This is the scenario
"org.apache.ignite.logger.java.JavaLogger" "info" "INFO" "" "284" "Accepted incoming communication connection [locAddr=/0:0:0:0:0:0:0:1:47101, rmtAddr=/0:0:0:0:0:0:0:1:62856]" "" "" "" "" "" "" "1587013526124" "" "" "" "" "" "" "ROOT" "{""service"":"""",""logger_name"":""org.apache.ignite.spi.communication.tcp.TcpCommunicationSpi""}"
[10:37:57] Possible failure suppressed accordingly to a configured handler [hnd=StopNodeOrHaltFailureHandler [tryStop=false, timeout=0, super=AbstractFailureHandler [ignoredFailureTypes=UnmodifiableSet [SYSTEM_WORKER_BLOCKED, SYSTEM_CRITICAL_OPERATION_TIMEOUT]]], failureCtx=FailureContext [type=SYSTEM_CRITICAL_OPERATION_TIMEOUT, err=class o.a.i.IgniteException: Checkpoint read lock acquisition has been timed out.]] [10:37:57,739][SEVERE][exchange-worker-#46][GridCacheDatabaseSharedManager] Checkpoint read lock acquisition has been timed out. class org.apache.ignite.internal.processors.cache.persistence.GridCacheDatabaseSharedManager$CheckpointReadLockTimeoutException: Checkpoint read lock acquisition has been timed out. at org.apache.ignite.internal.processors.cache.persistence.GridCacheDatabaseSharedManager.failCheckpointReadLock(GridCacheDatabaseSharedManager.java:1708) at org.apache.ignite.internal.processors.cache.persistence.GridCacheDatabaseSharedManager.checkpointReadLock(GridCacheDatabaseSharedManager.java:1640) at org.apache.ignite.internal.processors.cache.distributed.dht.preloader.GridDhtPartitionsExchangeFuture.initTopologies(GridDhtPartitionsExchangeFuture.java:1078) at org.apache.ignite.internal.processors.cache.distributed.dht.preloader.GridDhtPartitionsExchangeFuture.init(GridDhtPartitionsExchangeFuture.java:944) at org.apache.ignite.internal.processors.cache.GridCachePartitionExchangeManager$ExchangeWorker.body0(GridCachePartitionExchangeManager.java:3258) at org.apache.ignite.internal.processors.cache.GridCachePartitionExchangeManager$ExchangeWorker.body(GridCachePartitionExchangeManager.java:3104) at org.apache.ignite.internal.util.worker.GridWorker.run(GridWorker.java:119) at java.lang.Thread.run(Thread.java:748) [10:39:21,547][SEVERE][tcp-disco-msg-worker-[693d29cd 0:0:0:0:0:0:0:1%lo0:47501 crd]-#2][G] Blocked system-critical thread has been detected. This can lead to cluster-wide undefined behaviour [workerName=db-checkpoint-thread, threadName=db-checkpoint-thread-#59, blockedFor=209s]

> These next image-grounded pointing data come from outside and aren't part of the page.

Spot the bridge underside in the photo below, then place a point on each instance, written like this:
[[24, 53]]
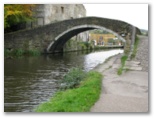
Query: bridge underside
[[59, 43]]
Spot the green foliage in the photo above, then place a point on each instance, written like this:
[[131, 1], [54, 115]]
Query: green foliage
[[33, 52], [99, 31], [123, 60], [79, 99], [72, 78], [17, 13]]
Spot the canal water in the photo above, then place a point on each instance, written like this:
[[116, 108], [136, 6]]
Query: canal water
[[29, 81]]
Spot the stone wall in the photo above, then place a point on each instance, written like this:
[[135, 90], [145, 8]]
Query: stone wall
[[45, 39], [52, 13]]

I am assuming here that since I am force shutting down the Java application which starts Ignite Client node, it's possible that there would be some topology imbalance that might happen.
Can someone please suggest, if at all I force kill the Client application, is there a correct way to restart the Client application such that it'll continue re-establishing the connection with Ignite server and continue working?
This scenario is possible when you have very long timeouts.
You should not expect node to be dropped, and a new one to join, before all timeout runs off, such as, network timeout, socket write timeout, failure detection timeout. That, unless you do graceful shutdown.